Herein, a novel approach was developed to enable the simultaneously detection of HPV and bacteria in a human LBC sample using Nanopore sequencing. This approach expands the pathogen detection potential of the Nanopore platform and offers rapid results that are desirable in a clinical setting. This study also showed that Nanopore sequencing of full-length 16S rRNA can provide comparable microbiota results to those obtained when utilizing the Illumina V4 sequencing method, with the top most abundant genera consistent between platforms. Additionally, four HPV16 L2 or E1 integration sites within the LRP1B gene were identified, with two of them verified using Sanger sequencing. A deep analysis was performed to examine HPV infection and microbiome features associated with the examined patient sample to establish a broad potential application for HPV and microbiome analysis in a clinical setting. This approach can potentially be utilized as a diagnostic tool or can be potentially be utilized in other research and application areas.

Material and Methods

Sample information

Exfoliated cervical epithelial cell samples were collected and diagnosed as negative for intraepithelial lesions or malignancy (NILM) using the LBC. The sample used in this study was collected at the Sanmenxia Central Hospital, Henan Province, China, and the patient was 66 years old. The sample was collected for an HPV screening test, and the residual sample was used for this study. The sample was found to be HPV16 positive using a fluorescent HPV Genotyping kit (Bioperfectus Technologies, Jiangsu, China). This study was approved by the Medical Ethics Committee of Sanmenxia Central Hospital, Henan, China (Consent Number PROT No.36 [2018]). All experiments were performed in accordance with relevant guidelines and regulations and informed consent was obtained from the patient.

Genomic DNA extraction

Genomic DNA (gDNA) was extracted from exfoliated cervical epithelial cells using a TIANamp Micro DNA Kit (Tiangen, Beijing, China) according to the manufacture’s protocols. Briefly, samples were collected and stored in 1.5 ml sterilized tubes at 4 °C. A cell pellet was then formed following centrifugation at 5,000 rpm for 5 min and the DNA was extracted. The double-stranded (ds) DNA concentration was quantified using a Qubit dsDNA HS Assay Kit and Nanodrop 2000 (Thermo Fisher Scientific, Inc., Waltham, MA, USA).
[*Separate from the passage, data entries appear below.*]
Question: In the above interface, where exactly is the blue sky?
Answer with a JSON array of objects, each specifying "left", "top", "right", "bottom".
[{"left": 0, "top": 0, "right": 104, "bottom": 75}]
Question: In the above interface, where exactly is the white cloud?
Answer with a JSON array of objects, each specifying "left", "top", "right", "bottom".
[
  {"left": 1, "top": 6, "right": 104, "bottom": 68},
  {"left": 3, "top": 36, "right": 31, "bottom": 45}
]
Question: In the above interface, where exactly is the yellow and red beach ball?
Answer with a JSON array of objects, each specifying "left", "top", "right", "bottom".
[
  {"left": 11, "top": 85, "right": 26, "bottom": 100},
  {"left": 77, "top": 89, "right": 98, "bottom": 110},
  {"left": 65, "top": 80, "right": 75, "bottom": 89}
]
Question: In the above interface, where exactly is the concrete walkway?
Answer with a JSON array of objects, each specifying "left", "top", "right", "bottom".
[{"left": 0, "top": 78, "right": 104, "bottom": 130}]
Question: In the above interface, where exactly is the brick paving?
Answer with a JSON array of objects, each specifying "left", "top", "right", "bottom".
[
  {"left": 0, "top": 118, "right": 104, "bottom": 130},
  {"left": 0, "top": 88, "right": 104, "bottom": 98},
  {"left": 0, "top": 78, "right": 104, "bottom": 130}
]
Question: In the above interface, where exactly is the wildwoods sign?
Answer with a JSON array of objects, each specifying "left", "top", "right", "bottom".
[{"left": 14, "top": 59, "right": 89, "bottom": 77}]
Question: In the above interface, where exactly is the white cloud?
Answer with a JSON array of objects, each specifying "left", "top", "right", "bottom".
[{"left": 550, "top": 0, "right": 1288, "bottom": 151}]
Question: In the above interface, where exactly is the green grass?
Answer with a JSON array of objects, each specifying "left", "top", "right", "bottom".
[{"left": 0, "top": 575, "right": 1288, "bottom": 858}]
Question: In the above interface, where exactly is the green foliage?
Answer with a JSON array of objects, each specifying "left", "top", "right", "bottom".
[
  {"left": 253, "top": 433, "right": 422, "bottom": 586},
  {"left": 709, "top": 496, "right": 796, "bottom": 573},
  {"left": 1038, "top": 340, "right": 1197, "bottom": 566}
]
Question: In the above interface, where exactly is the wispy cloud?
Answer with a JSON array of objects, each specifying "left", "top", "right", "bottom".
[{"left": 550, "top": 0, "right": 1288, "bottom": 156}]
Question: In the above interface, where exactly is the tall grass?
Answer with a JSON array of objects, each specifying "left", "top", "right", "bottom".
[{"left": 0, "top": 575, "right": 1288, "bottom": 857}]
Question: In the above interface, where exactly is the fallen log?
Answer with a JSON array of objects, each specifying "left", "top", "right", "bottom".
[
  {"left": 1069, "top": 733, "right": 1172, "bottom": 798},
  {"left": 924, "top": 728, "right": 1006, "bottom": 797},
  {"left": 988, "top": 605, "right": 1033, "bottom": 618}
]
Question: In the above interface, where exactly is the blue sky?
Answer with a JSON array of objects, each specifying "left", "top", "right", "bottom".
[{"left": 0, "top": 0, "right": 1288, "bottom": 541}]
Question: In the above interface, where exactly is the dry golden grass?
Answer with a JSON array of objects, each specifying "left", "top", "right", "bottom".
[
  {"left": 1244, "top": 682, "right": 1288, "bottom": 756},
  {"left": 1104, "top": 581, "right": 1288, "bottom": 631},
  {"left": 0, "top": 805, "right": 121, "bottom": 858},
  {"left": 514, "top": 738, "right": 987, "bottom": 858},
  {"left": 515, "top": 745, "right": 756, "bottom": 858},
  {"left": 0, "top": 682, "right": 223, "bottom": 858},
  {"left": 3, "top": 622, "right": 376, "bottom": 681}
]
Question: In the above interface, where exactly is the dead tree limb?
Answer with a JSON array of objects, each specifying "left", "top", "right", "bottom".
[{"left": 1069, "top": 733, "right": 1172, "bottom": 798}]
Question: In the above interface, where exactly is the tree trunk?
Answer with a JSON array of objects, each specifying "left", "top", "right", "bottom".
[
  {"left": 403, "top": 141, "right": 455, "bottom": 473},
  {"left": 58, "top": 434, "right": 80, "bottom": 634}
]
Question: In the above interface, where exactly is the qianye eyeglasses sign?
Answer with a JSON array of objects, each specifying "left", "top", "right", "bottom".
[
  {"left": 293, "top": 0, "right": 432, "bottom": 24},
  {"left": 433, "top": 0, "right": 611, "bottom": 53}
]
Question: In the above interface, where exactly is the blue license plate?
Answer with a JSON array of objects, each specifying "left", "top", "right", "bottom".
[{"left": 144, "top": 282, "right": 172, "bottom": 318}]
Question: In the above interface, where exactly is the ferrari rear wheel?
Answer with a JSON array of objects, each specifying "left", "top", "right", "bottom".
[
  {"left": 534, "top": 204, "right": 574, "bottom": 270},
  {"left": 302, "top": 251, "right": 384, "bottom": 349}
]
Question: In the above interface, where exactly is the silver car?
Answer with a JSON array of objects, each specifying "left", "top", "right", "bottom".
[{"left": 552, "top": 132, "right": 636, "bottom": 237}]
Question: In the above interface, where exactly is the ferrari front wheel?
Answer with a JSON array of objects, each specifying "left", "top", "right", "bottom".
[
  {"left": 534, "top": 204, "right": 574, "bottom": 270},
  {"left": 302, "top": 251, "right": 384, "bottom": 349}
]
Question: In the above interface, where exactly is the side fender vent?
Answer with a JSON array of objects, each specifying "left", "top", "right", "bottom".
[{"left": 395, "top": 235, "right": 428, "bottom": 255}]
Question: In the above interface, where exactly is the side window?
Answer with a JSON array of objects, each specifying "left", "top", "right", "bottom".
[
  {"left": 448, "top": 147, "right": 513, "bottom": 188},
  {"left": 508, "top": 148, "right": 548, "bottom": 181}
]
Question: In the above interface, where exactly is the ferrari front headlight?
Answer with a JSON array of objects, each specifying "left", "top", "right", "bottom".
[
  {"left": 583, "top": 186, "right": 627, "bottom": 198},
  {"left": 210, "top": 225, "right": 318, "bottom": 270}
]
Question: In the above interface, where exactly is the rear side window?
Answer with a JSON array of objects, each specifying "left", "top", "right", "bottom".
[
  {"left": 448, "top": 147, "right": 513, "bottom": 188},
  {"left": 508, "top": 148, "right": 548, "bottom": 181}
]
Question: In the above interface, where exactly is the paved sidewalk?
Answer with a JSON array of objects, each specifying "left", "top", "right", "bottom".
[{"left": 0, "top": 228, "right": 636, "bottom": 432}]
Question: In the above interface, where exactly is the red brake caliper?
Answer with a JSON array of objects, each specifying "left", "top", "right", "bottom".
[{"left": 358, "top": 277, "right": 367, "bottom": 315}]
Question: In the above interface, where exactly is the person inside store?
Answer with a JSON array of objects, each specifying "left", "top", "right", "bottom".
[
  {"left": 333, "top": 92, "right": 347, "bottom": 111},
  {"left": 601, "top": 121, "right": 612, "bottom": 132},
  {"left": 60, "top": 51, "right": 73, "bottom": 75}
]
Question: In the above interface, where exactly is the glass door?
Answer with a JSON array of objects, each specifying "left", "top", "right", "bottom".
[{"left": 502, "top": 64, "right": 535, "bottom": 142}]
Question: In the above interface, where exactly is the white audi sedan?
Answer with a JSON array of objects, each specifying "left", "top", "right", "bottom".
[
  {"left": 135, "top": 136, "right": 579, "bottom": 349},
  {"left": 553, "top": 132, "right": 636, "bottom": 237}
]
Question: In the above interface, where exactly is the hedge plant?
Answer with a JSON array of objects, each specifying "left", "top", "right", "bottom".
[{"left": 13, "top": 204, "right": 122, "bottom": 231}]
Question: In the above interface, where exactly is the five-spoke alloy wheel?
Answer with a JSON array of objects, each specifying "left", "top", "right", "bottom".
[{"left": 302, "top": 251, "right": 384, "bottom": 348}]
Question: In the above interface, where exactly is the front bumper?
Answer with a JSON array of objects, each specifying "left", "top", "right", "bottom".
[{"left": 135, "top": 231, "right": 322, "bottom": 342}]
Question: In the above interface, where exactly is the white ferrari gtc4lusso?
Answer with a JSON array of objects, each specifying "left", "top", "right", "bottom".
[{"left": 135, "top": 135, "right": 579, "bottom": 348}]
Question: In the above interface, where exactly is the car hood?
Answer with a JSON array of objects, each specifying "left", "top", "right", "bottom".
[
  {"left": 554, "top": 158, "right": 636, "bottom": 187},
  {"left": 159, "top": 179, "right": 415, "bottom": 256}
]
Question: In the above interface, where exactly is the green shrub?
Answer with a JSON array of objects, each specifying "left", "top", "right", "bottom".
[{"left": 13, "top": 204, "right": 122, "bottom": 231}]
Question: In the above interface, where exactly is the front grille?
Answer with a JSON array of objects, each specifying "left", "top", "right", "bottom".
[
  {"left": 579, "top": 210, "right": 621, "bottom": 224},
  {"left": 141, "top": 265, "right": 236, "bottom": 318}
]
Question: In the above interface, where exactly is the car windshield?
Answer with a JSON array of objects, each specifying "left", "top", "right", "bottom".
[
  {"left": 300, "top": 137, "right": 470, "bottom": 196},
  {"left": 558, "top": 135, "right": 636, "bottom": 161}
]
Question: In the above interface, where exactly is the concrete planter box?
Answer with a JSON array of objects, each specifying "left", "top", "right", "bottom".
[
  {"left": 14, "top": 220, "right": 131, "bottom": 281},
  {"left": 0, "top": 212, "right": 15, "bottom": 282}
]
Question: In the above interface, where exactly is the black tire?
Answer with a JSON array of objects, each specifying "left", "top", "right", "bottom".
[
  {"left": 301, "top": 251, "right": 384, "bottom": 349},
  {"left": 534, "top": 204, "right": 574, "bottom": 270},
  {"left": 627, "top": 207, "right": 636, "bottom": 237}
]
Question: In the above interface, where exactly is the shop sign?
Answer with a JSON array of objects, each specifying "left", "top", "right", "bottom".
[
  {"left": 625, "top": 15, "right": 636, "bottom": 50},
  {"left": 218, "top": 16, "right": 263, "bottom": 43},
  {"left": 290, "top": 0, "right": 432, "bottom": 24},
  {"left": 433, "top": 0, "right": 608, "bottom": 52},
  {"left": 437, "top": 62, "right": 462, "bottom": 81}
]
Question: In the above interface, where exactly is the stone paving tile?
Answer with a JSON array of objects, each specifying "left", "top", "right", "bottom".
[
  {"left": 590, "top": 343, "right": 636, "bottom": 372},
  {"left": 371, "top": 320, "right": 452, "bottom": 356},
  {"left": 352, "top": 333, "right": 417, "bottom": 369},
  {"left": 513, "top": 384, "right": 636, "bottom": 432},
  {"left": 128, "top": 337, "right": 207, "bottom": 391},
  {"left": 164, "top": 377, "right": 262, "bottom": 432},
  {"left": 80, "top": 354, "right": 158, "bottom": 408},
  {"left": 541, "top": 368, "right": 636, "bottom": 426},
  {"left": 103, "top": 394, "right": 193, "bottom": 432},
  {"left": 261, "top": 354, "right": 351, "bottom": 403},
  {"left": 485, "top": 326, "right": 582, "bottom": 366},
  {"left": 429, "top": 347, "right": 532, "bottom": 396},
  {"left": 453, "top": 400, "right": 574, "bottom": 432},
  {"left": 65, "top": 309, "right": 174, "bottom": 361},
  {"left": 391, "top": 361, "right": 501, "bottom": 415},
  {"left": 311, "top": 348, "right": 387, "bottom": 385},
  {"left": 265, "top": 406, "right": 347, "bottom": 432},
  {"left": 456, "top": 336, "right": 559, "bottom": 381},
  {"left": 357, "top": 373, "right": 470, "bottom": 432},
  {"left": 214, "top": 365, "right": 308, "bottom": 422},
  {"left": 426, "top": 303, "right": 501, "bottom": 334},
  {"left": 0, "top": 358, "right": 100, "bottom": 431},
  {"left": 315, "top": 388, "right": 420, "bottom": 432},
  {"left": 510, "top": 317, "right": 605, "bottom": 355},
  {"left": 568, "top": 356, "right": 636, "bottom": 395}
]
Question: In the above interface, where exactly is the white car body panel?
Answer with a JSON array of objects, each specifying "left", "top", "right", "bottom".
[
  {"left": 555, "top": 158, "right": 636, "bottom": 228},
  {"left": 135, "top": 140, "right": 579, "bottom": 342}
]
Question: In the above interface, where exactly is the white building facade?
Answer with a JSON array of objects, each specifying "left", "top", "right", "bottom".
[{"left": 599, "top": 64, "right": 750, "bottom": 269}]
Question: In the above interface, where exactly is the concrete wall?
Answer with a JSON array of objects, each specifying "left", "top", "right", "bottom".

Amplification of 16S V4 and Illumina sequencing library construction

The isolated gDNA was used as a template to amplify the V4 hypervariable region of the 16S rRNA gene[80]. PCR was performed in a total volume of 20 µL and contained 10 µL KAPA HiFi HotStart Ready Mix (KAPA Biosystems, Wilmington, MA, USA), 0.5 µL each primer (10 nM), and 20 ng gDNA. Reactions were initially heated to 94 °C for 3 min, followed by 5 cycles at 94 °C for 30 s, 45 °C for 20 s, and 65 °C for 30 s; 10 cycles at 94 °C for 30 s, 50 °C for 30 s, and 72 °C for 30 s; and 15 cycles at 94 °C for 30 s, 55 °C for 30 s, and 72 °C for 30 s. Reactions were completed at 72 °C for 5 min. Amplified PCR products were purified using 1.6× Agencourt AMPure XP beads (BeckmanCoulter Genomics, Brea, CA, USA) and then verified using 2% agarose gel electrophoresis. The purified DNA was then used to construct Illumina libraries using the NEBNext®UltraIITM DNA Library Prep Kit for Illumina® (E7370L; New England Biolabs, Ipswich, MA, USA) and NEBNext® Multiplex Oligos for Illumina® (E6609L; NEB) according to the manufacturer’s instructions. The generated library was quantified using a Qubit dsDNA HS Assay Kit (Thermo Fisher Scientific) with a Qubit 3.0 fluorometer (Invitrogen) and qualified using an Agilent 2100 TapeStation (Agilent Technologies, Santa Clara, CA, USA). The libraries were paired-end (2 × 150 bp) sequenced using an Illumina NextSeq Mid Output platform with a NextSeq. 500/550 Mid Output v2 kit (300 cycles) in rapid run mode according to standard Illumina sequencing protocols.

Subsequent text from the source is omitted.